While EdTech in the UK is currently excelling, the question is whether the speed will remain constant once all Schools are fully open. Will AR become increasingly popular? Or will they start to use EdTech for blended learning, to support both in class and remote education?
Holdback on EdTech development
We live in a digital era, where technology surrounds us. The new generation of today (Gen-Z — Born from 1997 to 2012/15) are beginning to learn how to code as part of their School curriculum. 10 years ago, this would have been unimaginable. Soon they will become more tech savvy than many of us. But this was inevitable as Gen-Z were born into a world where devices were given to them at a very young age. So what stops us from introducing better technology into the Education sector? Surely Gen-Z are skilled enough to adapt to new technologies? Or is it the Schools that hold back?
Infrastructure plays a key role in EdTech development, and some countries are more fortunate than others. Reliable electricity and high speed internet are the basics for remote learning. Many poorer, undeveloped countries do not have sufficient funding to support students and invest in EdTech at the same time. But they have intelligently made use of their resources through TV, radio and more. Many organisations provide free tools and technology to facilitate remote learning in undeveloped countries.
Learning-related technology outside the school should be a civil right, alongside food, shelter and education itself that is available everywhere and always to everyone as a universal entitlement. It should be free of charge to those who need it.
Another holdback for some is willingness to embrace EdTech. According to research, many teachers prefer 100% in class learning and would avoid using technology if they could. The pandemic has forced educators to quickly learn and adapt to new tech tools.
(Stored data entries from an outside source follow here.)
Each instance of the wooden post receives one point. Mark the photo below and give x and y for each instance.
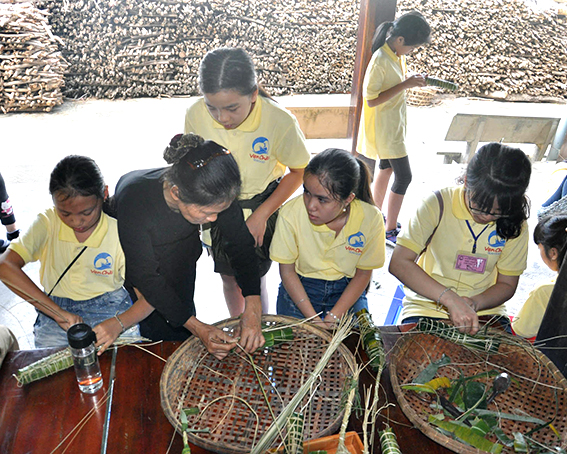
(372, 14)
(552, 334)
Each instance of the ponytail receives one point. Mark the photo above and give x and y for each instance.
(411, 26)
(380, 35)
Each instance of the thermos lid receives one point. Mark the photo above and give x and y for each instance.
(80, 335)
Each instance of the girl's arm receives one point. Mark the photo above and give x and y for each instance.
(294, 288)
(13, 276)
(417, 80)
(350, 296)
(497, 294)
(403, 266)
(257, 221)
(109, 330)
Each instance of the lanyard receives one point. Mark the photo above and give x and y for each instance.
(476, 237)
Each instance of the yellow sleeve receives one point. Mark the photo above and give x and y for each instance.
(29, 245)
(514, 257)
(292, 151)
(374, 78)
(374, 254)
(527, 322)
(421, 224)
(284, 247)
(189, 114)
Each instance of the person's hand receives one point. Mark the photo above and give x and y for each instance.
(250, 327)
(416, 80)
(472, 303)
(217, 342)
(463, 316)
(257, 226)
(67, 319)
(106, 333)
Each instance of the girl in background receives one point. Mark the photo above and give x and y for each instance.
(266, 141)
(476, 243)
(82, 263)
(551, 238)
(382, 129)
(328, 241)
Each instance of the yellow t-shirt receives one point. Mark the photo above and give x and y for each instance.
(507, 257)
(382, 130)
(100, 269)
(528, 320)
(315, 250)
(267, 142)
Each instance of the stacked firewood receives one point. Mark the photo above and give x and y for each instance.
(31, 66)
(496, 48)
(132, 48)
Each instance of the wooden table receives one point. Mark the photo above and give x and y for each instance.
(37, 417)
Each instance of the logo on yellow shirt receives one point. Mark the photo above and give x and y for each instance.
(260, 148)
(356, 243)
(495, 243)
(103, 264)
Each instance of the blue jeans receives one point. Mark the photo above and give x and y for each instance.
(48, 333)
(322, 294)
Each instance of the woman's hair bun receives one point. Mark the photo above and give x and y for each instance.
(180, 145)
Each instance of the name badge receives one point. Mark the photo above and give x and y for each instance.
(474, 263)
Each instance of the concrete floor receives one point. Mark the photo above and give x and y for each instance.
(126, 135)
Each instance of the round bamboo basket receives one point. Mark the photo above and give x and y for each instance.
(538, 389)
(422, 96)
(230, 398)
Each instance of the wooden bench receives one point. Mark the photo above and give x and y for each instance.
(474, 128)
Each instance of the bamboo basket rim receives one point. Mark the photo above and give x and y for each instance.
(193, 347)
(403, 353)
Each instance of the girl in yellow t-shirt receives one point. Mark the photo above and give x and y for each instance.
(463, 258)
(382, 129)
(328, 241)
(82, 263)
(551, 238)
(266, 141)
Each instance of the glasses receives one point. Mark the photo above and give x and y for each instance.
(478, 212)
(200, 158)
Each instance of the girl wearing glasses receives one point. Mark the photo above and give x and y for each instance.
(266, 141)
(476, 243)
(159, 212)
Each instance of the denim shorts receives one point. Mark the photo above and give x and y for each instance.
(322, 294)
(48, 333)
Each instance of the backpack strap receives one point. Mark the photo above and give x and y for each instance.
(67, 269)
(441, 209)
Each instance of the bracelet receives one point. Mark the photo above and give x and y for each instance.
(333, 315)
(120, 321)
(439, 299)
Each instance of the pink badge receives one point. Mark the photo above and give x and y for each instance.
(470, 263)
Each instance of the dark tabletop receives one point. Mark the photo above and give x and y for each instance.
(37, 417)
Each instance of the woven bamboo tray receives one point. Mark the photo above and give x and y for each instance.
(194, 378)
(532, 391)
(422, 96)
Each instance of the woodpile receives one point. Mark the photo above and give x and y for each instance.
(495, 48)
(132, 48)
(31, 66)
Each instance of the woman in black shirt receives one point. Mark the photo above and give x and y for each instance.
(159, 212)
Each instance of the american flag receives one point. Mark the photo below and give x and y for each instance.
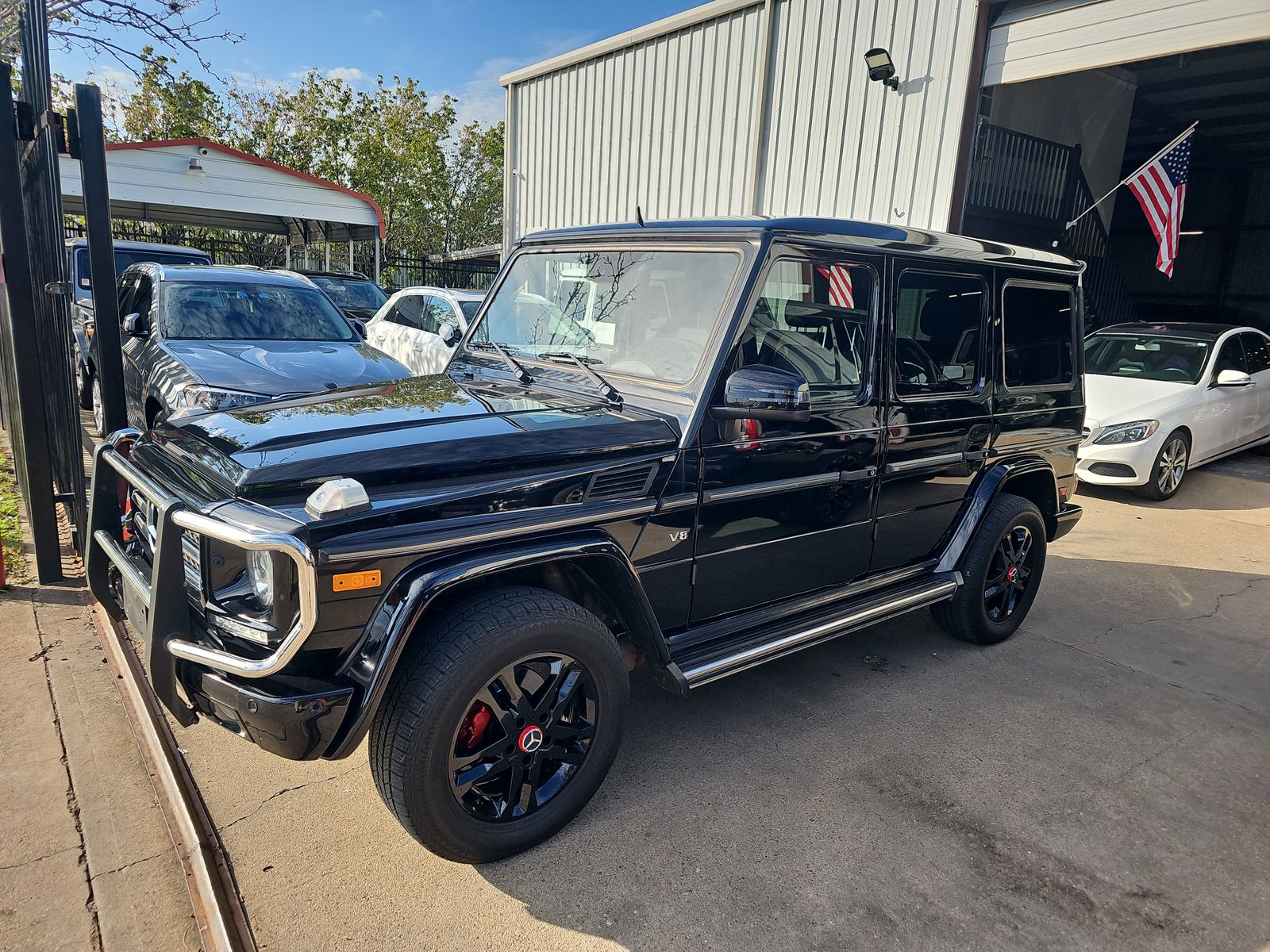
(840, 286)
(1161, 190)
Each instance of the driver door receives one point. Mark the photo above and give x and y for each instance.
(785, 507)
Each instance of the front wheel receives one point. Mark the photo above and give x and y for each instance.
(501, 725)
(1003, 571)
(1168, 470)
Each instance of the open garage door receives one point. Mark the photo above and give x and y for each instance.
(1052, 37)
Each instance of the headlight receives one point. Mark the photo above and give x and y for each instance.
(205, 400)
(1133, 432)
(260, 573)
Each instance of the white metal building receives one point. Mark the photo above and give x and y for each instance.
(203, 183)
(1007, 116)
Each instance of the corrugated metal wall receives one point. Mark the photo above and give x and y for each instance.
(672, 122)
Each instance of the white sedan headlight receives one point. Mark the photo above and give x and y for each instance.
(1133, 432)
(205, 400)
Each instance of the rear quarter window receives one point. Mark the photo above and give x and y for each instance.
(1039, 330)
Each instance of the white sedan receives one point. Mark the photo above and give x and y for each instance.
(419, 327)
(1164, 399)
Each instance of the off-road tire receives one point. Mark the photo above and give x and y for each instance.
(1153, 489)
(965, 616)
(432, 689)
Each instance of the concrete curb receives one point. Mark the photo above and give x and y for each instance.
(217, 908)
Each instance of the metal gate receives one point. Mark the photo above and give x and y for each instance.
(37, 370)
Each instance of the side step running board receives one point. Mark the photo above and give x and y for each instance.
(791, 638)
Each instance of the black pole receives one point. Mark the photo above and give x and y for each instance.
(101, 255)
(25, 391)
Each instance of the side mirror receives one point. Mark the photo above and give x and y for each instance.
(133, 327)
(765, 393)
(1232, 378)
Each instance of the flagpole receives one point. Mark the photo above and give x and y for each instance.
(1184, 135)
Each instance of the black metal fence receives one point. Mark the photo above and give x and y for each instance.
(1032, 188)
(37, 386)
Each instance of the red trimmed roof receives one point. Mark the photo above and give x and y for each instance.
(256, 160)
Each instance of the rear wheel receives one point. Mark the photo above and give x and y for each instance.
(1168, 469)
(1003, 571)
(499, 727)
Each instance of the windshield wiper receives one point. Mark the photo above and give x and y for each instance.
(518, 367)
(583, 363)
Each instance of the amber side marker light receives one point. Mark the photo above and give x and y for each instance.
(347, 582)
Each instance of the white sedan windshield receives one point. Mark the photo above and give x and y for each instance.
(647, 314)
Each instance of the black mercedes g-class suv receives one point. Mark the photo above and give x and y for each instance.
(690, 447)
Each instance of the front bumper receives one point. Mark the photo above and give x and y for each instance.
(1118, 463)
(298, 723)
(152, 597)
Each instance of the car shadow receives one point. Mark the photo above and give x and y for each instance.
(1095, 778)
(1223, 486)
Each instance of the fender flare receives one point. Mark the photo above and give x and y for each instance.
(371, 663)
(987, 488)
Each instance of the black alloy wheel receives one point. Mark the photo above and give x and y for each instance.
(1003, 569)
(524, 738)
(501, 723)
(1010, 574)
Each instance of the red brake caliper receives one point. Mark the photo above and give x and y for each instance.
(474, 725)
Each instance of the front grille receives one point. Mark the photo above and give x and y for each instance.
(622, 484)
(1113, 470)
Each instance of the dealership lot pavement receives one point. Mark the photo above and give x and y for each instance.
(1100, 781)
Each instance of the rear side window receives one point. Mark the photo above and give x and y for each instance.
(1039, 332)
(937, 333)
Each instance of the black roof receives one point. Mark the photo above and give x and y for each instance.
(1185, 330)
(840, 230)
(355, 276)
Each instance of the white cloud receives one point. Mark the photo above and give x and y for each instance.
(349, 74)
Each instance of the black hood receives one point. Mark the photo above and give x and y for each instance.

Pressures on IT departments increased as teachers needed more help when running into technical issues. Some teachers therefore believe that tech can often become a hindrance and take up more class time than being beneficial. In light of this, EdTech companies need to develop simpler solutions that need little to no training for both teachers and students.
Where is EdTech going in the UK?
The EdTech market was valued under £1m in 2018. It is now expected to surpass £4.6bn in 2021. As mentioned earlier, the pandemic has been a hyper-accelerator, a catalyst and a living example that Schools need a lifeline.
In 2019, the UK Education department published a strategy to support the implementation of technology into Schools. This strategy began with expanding access to high speed internet to all Schools. The next step was to provide necessary professional development for teachers to enable more effective use and application of technology. Of course the pandemic accelerated this strategy and plan, and we hope that 2021 is a positive year for Schools and the Education department.
The pandemic may have been the greatest living test of whether schools could continue teaching remotely. Now as schools open, the future of technology in the classroom is questionable. Scientific knowledge about COVID-19 is constantly evolving. There may be recurring waves which may result in rolling school closures. The point is we can never be certain of what the future holds. Whatever the blocker may be, education must continue. Education authorities must be prepared for the unexpected as learning should never stop.